RESULTS: Receipt of ondansetron was not associated with a significantly increased risk of spontaneous abortion, which occurred in 1.1% of exposed women and 3.7% of unexposed women during gestational weeks 7 to 12 (hazard ratio, 0.49; 95% confidence interval [CI], 0.27 to 0.91) and in 1.0% and 2.1%, respectively, during weeks 13 to 22 (hazard ratio, 0.60; 95% CI, 0.29 to 1.21). Ondansetron also conferred no significantly increased risk of stillbirth (0.3% for exposed women and 0.4% for unexposed women; hazard ratio, 0.42; 95% CI, 0.10 to 1.73), any major birth defect (2.9% and 2.9%, respectively; prevalence odds ratio, 1.12; 95% CI, 0.69 to 1.82), preterm delivery (6.2% and 5.2%; prevalence odds ratio, 0.90; 95% CI, 0.66 to 1.25), delivery of a low-birth-weight infant (4.1% and 3.7%; prevalence odds ratio, 0.76; 95% CI, 0.51 to 1.13), or delivery of a small-for-gestational-age infant (10.4% and 9.2%; prevalence odds ratio, 1.13; 95% CI, 0.89 to 1.44).
CONCLUSIONS: Ondansetron taken during pregnancy was not associated with a significantly increased risk of adverse fetal outcomes.

Source: NEJM

Ondansetron Safe During Pregnancy.

A large Danish study in the New England Journal of Medicine shows no significant association between the antiemetic ondansetron and adverse pregnancy outcomes.
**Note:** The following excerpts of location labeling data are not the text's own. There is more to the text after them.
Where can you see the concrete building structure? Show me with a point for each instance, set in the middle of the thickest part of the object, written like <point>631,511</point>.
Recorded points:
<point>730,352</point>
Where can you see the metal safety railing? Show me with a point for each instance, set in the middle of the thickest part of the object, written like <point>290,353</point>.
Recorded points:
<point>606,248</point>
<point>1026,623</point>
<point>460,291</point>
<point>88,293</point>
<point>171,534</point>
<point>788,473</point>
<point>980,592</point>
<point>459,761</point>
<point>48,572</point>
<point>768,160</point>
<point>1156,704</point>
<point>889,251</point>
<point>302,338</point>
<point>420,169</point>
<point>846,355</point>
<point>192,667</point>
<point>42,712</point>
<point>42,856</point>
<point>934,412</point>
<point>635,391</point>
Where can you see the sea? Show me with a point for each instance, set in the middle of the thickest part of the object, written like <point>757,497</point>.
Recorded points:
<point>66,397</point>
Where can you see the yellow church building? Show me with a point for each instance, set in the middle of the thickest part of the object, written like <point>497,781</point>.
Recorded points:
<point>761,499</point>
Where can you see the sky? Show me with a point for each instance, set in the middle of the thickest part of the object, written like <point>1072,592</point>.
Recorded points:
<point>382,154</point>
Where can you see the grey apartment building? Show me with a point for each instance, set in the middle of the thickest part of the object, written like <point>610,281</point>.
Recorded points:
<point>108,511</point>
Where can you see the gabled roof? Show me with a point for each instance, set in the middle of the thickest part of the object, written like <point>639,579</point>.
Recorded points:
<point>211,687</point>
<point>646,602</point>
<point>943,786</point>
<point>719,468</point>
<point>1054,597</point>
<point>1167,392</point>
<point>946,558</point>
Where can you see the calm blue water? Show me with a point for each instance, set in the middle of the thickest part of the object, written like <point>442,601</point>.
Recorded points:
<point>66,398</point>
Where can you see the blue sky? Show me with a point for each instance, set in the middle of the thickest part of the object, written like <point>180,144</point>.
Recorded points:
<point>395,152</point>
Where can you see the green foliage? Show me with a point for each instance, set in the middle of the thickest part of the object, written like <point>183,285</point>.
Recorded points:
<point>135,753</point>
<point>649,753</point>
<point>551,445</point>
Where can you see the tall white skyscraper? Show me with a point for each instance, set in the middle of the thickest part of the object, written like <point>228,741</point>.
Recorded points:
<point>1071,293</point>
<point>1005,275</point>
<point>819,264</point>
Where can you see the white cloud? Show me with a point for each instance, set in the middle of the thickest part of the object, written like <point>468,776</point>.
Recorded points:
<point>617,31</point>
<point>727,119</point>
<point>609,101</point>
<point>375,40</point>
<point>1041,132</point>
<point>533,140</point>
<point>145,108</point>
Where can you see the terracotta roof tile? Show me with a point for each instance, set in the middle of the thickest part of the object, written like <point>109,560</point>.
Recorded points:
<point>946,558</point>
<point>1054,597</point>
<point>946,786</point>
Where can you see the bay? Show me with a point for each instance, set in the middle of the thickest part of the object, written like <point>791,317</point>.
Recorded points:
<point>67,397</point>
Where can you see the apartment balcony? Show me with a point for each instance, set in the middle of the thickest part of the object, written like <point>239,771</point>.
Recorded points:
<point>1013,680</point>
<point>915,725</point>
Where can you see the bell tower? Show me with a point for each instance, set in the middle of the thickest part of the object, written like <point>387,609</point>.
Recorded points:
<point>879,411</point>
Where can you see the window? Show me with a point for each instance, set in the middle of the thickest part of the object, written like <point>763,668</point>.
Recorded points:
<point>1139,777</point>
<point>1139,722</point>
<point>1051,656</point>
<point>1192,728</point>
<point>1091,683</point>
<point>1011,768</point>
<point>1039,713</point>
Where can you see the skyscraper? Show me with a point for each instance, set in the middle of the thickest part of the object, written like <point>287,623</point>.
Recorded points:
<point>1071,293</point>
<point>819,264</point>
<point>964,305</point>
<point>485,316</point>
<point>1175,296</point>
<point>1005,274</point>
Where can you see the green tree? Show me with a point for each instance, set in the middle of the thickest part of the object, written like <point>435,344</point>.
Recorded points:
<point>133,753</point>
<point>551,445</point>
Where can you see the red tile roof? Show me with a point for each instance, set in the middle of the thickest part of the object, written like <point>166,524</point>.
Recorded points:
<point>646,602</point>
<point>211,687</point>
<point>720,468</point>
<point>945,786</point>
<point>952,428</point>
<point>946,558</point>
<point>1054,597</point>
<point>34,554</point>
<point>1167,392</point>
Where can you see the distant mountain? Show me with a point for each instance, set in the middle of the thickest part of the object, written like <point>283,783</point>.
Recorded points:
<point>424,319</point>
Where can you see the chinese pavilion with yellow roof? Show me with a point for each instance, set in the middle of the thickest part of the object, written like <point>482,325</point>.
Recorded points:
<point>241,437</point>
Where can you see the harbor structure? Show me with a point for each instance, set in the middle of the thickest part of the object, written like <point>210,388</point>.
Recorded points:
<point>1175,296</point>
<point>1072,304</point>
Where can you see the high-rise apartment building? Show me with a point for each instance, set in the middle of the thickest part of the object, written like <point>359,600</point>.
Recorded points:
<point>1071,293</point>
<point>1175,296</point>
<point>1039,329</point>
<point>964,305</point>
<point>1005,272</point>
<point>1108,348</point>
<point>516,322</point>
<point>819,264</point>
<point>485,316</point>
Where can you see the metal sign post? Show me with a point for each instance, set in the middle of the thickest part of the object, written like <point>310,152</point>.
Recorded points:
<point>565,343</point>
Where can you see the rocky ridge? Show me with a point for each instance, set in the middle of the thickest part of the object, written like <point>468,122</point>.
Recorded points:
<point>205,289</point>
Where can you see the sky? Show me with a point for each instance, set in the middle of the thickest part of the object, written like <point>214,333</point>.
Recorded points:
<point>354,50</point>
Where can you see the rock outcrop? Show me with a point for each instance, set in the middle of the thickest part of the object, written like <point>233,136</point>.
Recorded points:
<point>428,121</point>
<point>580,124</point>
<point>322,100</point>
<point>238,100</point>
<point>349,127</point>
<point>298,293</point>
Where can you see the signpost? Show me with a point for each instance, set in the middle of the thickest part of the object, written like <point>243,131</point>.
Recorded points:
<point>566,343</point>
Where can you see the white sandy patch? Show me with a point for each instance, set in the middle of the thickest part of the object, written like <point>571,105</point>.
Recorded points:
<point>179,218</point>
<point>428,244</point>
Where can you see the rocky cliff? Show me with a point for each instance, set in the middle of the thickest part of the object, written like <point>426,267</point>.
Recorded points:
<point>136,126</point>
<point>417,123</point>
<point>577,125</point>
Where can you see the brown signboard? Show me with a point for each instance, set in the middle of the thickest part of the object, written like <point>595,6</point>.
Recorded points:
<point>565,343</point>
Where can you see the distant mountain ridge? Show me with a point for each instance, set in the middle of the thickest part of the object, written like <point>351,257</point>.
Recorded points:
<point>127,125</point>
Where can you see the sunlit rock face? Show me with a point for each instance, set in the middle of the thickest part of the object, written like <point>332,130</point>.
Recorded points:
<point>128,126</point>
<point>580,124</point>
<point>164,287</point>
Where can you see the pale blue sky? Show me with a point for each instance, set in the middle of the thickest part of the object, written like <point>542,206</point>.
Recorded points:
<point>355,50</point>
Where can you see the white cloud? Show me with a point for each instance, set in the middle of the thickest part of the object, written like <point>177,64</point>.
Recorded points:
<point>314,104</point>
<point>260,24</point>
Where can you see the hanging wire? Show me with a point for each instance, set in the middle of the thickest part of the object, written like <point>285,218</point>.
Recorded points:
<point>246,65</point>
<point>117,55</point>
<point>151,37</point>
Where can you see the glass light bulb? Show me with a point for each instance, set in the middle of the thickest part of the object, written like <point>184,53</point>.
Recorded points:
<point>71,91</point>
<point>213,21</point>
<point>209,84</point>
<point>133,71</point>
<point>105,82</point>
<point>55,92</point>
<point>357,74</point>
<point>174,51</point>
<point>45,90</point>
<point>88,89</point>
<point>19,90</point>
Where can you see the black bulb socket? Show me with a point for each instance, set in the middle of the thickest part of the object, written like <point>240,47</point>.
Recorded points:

In this retrospective cohort study, ondansetron had been prescribed for nausea and vomiting in almost 2000 of some 600,000 pregnancies. Ondansetron users were no more likely than nonusers to experience spontaneous abortion or stillbirth, or to have preterm delivery, a small-for-getational-age infant, or an infant with a major birth defect.

Source: Journal Watch Women’s Health


Ondansetron (Zofran) 32 mg, Single Intravenous (IV) Dose: Updated Safety Communication – Product Removal due to Potential For Serious Cardiac Risks

AUDIENCE: Oncology, Surgery, Health Professional

ISSUE: FDA is notifying health care professionals that the 32 mg, single intravenous (IV) dose of the anti-nausea drug Zofran (ondansetron hydrochloride) will no longer be marketed because of the potential for serious cardiac risks.

BACKGROUND: The 32 mg, single IV dose of Zofran had been used to prevent chemotherapy-induced nausea and vomiting. A previous Drug Safety Communication (DSC), issued on June 29, 2012, communicated that the 32 mg, single IV dose should be avoided due to the risk of a specific type of irregular heart rhythm called QT interval prolongation, which can lead to Torsades de Pointes, an abnormal, potentially fatal heart rhythm.  These drugs are sold pre-mixed in solutions of either dextrose or sodium chloride in plastic containers.

FDA anticipates these products will be removed from the market through early 2013.  FDA does not anticipate that removal of the 32 mg intravenous dose of ondansetron currently sold as pre-mixed injections will contribute to a drug shortage of IV ondansetron, as the 32 mg dose makes up a very small percentage of the current market

RECOMMENDATION: FDA continues to recommend the intravenous regimen of 0.15 mg/kg administered every 4 hours for three doses to prevent chemotherapy-induced nausea and vomiting. Oral dosing of Ondansetron remains effective for the prevention of chemotherapy-induced nausea and vomiting. At this time, there is not enough information available for FDA to recommend an alternative single IV dose regimen.